This poem [below] neatly encapsulates the way I feel about my home and place in the Shoalhaven. It is a shared place with family and friends and also an anchor. As I travel back and forth, the relief and exhalation I feel as I cross the flats at Rose Valley near Gerringong is palpable. I also like the sense of entanglement – of personal histories, global politics and economies, objects, and stories.
Plant Your Feet is very much about exhibition-making as a creative, as well as curatorial, act. It is both an artwork and exhibition, an environment in which objects are displayed in dense setting not unlike the international exhibitions of the nineteenth century. These exhibitions, although racially problematic in terms of the hierarchy of objects, people, and materials, have shaped the modern museum. This is especially so in smaller regional collecting spaces that still bear the heavy weight of European colonialism often at the expense of truth-telling and acknowledgment of deeper problematic histories, and the continued legacy, of the colonial project.
The work looks at obscure histories of the Shoalhaven as well as acknowledging the many Indigenous communities and custodians of the region. It features paintings and objects from the University of Wollongong, Wollongong Art Gallery, Shoalhaven Regional Gallery, Bomaderry TAFE, and private collections including the painting Black Cockatoos, 1998, by Reuben “Ben” Brown that depicts the birds after which Nowra gets its name.
It also includes a number of objects sourced from small volunteer-run museums in the area. There are a number of small pieces from Lake Tabourie Museum, the first museum I ever visited as a child on a school excursion. This museum’s eccentricity and anything-goes aesthetic – which as an adult I am troubled by certain cavalier aspects of – in some way shaped my own curatorial ethos. Other objects being included are an early convict brick from Alexander Berry’s estate at Cullunghutti, fern specimens collected in the 1880s, fossils from Ulladulla and a paw print from the infamous panther that still prowls the bush in Kangaroo Valley.
I have made a number of major pieces specifically for the exhibition. A large still life of over thirty pieces includes pots that reference places, sights, and animals that populate the Shoalhaven landscape from football teams (the Wandandian Wombats) to animals (kangaroos, owls, waterbirds, and parrots) and local iconography (a red rocket in a playground in Bomaderry).

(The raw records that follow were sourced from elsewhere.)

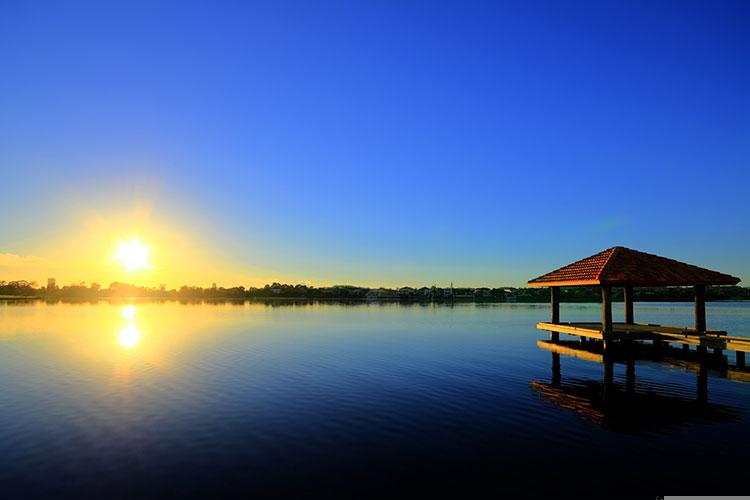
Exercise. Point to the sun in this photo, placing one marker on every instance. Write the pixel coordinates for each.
(133, 255)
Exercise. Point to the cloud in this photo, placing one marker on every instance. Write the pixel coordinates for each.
(15, 261)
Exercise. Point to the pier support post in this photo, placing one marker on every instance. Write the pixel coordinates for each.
(556, 375)
(606, 308)
(629, 313)
(702, 382)
(700, 308)
(554, 295)
(630, 375)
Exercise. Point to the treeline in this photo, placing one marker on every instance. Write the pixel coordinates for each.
(19, 289)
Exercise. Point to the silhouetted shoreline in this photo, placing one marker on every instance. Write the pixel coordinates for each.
(24, 290)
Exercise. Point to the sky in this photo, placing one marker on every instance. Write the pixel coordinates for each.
(370, 143)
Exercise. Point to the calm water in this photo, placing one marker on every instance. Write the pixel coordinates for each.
(164, 399)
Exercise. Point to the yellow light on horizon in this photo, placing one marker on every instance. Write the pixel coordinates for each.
(128, 312)
(133, 255)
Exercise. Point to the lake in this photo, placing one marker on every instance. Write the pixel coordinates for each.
(289, 400)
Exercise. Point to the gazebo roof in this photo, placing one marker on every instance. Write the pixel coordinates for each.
(620, 266)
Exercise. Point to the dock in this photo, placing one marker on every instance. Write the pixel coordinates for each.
(628, 269)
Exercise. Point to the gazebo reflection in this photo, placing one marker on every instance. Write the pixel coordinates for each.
(620, 407)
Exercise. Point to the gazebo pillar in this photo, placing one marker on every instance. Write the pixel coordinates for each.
(554, 295)
(554, 300)
(629, 313)
(700, 308)
(606, 308)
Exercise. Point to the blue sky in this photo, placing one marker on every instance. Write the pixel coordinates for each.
(482, 143)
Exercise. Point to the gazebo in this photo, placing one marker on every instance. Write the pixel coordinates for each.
(626, 268)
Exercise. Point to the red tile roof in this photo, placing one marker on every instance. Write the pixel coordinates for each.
(620, 266)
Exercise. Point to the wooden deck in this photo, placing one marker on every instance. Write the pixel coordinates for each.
(675, 358)
(714, 339)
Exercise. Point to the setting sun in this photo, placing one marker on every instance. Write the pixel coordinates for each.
(133, 255)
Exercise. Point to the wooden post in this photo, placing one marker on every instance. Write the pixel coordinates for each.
(702, 382)
(630, 374)
(556, 376)
(606, 309)
(629, 316)
(554, 295)
(700, 308)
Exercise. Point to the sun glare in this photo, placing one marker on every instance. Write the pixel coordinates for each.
(133, 255)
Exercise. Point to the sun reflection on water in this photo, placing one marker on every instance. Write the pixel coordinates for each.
(129, 335)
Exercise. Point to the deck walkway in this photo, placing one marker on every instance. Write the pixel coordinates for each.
(714, 339)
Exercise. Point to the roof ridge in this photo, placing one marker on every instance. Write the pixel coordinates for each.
(620, 266)
(612, 251)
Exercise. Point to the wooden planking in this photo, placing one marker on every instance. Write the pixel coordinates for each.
(570, 351)
(734, 373)
(714, 339)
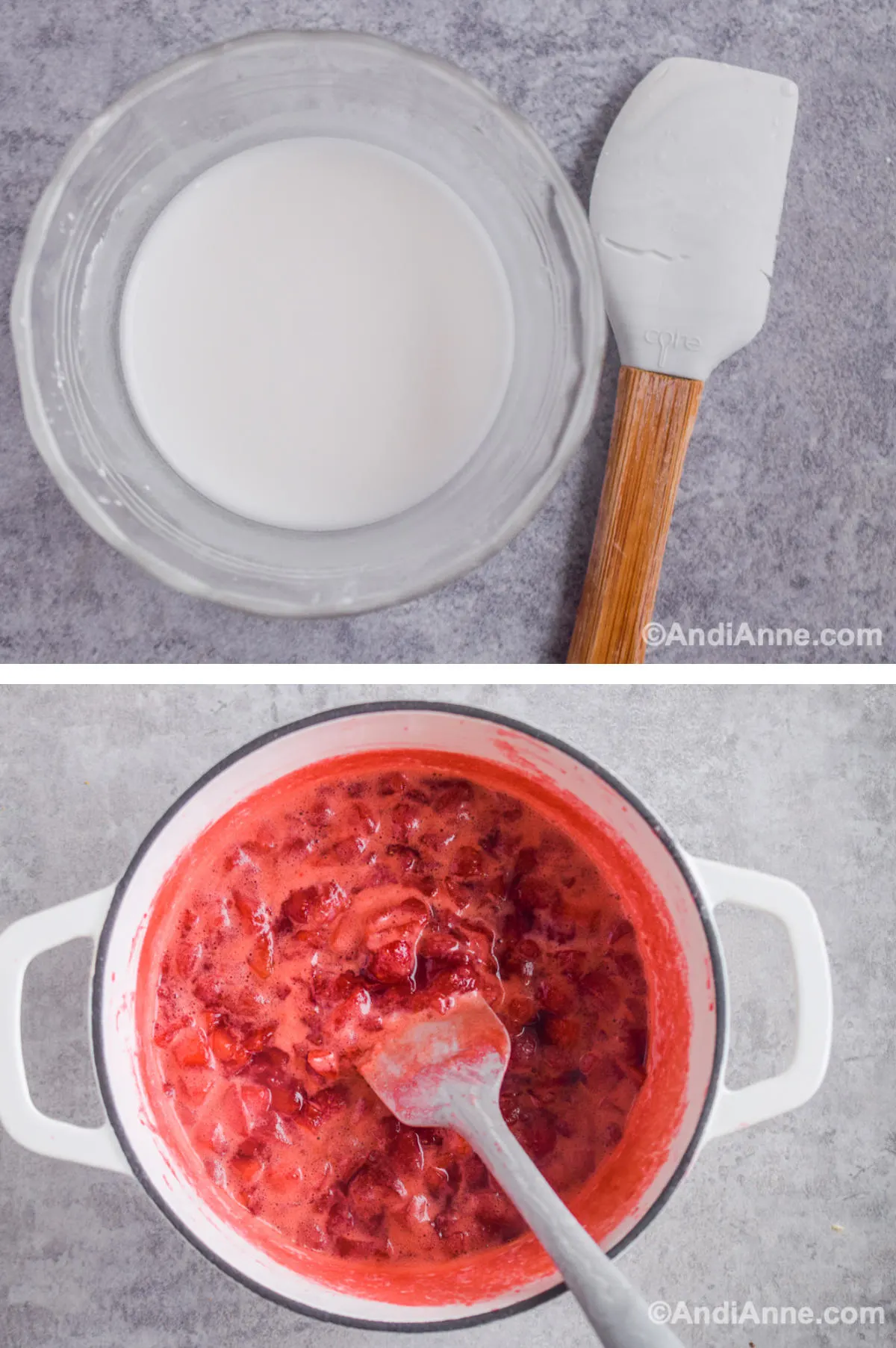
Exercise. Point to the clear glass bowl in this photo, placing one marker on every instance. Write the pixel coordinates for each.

There is also a large roundel, consisting of hundreds of small tokens, that includes lines from Judith Wright’s poem Reminiscence: I was born into a coloured country – a poem that references memory, family legacies, colour, and the sound of birds. I have also constructed a wallpaper that uses mostly images of Wedgwood pots now becoming perches for honeyeaters, finches, parrots, and owls, often covered in images of bi-valve shells as if found under the sea.
And lastly, the show includes a small house clad in tiles made by local people – assisted by an incredible team of collaborators – who have used clay tiles to depict their own ideas and memories of home in the Shoalhaven.
I made these works in my studio at Broughton, Shoalhaven, New South Wales, Adelaide/Kaurna, and Sydney on Gadigal land. I undertook a residency at JamFactory in June, and with the assistance and encouragement of my friend Kirsten Coelho I began using porcelain. This has bought a change to my work with brighter and sharper colours, so on a personal level it tracks this shift in my working method.
I acknowledge the traditional owners and custodians of the land I work on in Broughton. I’m privileged to be able to create there with the doors of the studio open, with the sounds of birds and the bright light splintered through a dome of green.